Pressure transducers and resistance behavior: evaluate the statement—“A pressure transducer is a device whose resistance changes inversely in proportion to applied pressure.” Choose the most accurate assessment.

Difficulty: Easy

Correct Answer: Incorrect

Explanation:


Introduction / Context:
Pressure transducers convert pressure into an electrical signal. Many common industrial sensors use strain-gauge Wheatstone bridges, capacitive diaphragms, piezoresistive elements, or piezoelectric crystals. The question tests understanding of whether “inverse proportional resistance change” is a general defining behavior of pressure transducers.


Given Data / Assumptions:

  • Typical pressure transducer types: strain-gauge (piezoresistive), capacitive, piezoelectric.
  • “Inversely proportional” means R ∝ 1/P strictly.
  • We assess generality across technologies rather than a single special case.


Concept / Approach:
In a strain-gauge pressure sensor, pressure deflects a diaphragm, producing tensile or compressive strain in gauges. The gauge resistance follows R = R0 * (1 + GF * ε), with ε proportional to strain, which in turn depends on pressure via the diaphragm mechanics. This is not universally “inverse”; the sign and linearity depend on gauge orientation and mechanical design. Capacitive sensors vary capacitance C with diaphragm spacing; the readout circuitry typically converts C changes to voltage, not relying on an inverse resistance law. Piezoelectric sensors generate charge proportional to dynamic pressure changes, again not an inverse resistance relation.


Step-by-Step Solution:

1) Identify that “inverse proportional resistance” is an absolute claim.2) Compare with strain-gauge behavior: resistance changes with strain sign and magnitude, not universally as 1/P.3) Recognize other pressure technologies (capacitive, piezoelectric) do not rely on resistance inversion at all.4) Conclude the blanket statement is incorrect.

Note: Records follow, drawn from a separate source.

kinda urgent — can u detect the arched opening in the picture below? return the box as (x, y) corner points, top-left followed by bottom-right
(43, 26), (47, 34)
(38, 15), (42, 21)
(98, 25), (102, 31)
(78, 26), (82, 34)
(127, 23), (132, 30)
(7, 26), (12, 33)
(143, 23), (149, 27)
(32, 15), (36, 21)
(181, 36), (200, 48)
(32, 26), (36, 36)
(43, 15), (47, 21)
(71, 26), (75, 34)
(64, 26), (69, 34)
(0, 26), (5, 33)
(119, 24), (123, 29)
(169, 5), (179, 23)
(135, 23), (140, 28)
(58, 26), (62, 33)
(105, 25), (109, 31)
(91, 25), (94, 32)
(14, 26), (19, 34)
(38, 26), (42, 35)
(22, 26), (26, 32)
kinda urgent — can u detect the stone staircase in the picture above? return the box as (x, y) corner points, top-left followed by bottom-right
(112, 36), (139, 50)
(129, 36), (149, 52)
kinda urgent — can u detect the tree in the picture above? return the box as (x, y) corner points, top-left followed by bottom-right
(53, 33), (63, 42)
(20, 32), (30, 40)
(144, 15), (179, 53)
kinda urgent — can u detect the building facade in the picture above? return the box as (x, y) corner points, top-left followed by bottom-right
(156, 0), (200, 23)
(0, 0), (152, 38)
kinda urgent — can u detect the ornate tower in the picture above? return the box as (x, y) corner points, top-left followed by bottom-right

Verification / Alternative check:
Examine datasheets: bridge output is specified in mV/V full-scale per pressure, not as R inversely proportional to P. Calibration curves show near-linear bridge output with pressure over range, not a 1/P law.


Why Other Options Are Wrong:
“Correct only for piezoelectric” and “Correct only for capacitive” are inaccurate because those technologies do not encode pressure as inverse resistance. “Correct for all strain-gauge bridges” is false; gauge orientation can increase or decrease R with applied pressure and does not yield a strict 1/P relationship.


Common Pitfalls:
Assuming all sensors change resistance in the same simple way; conflating inverse proportionality with “opposite direction.”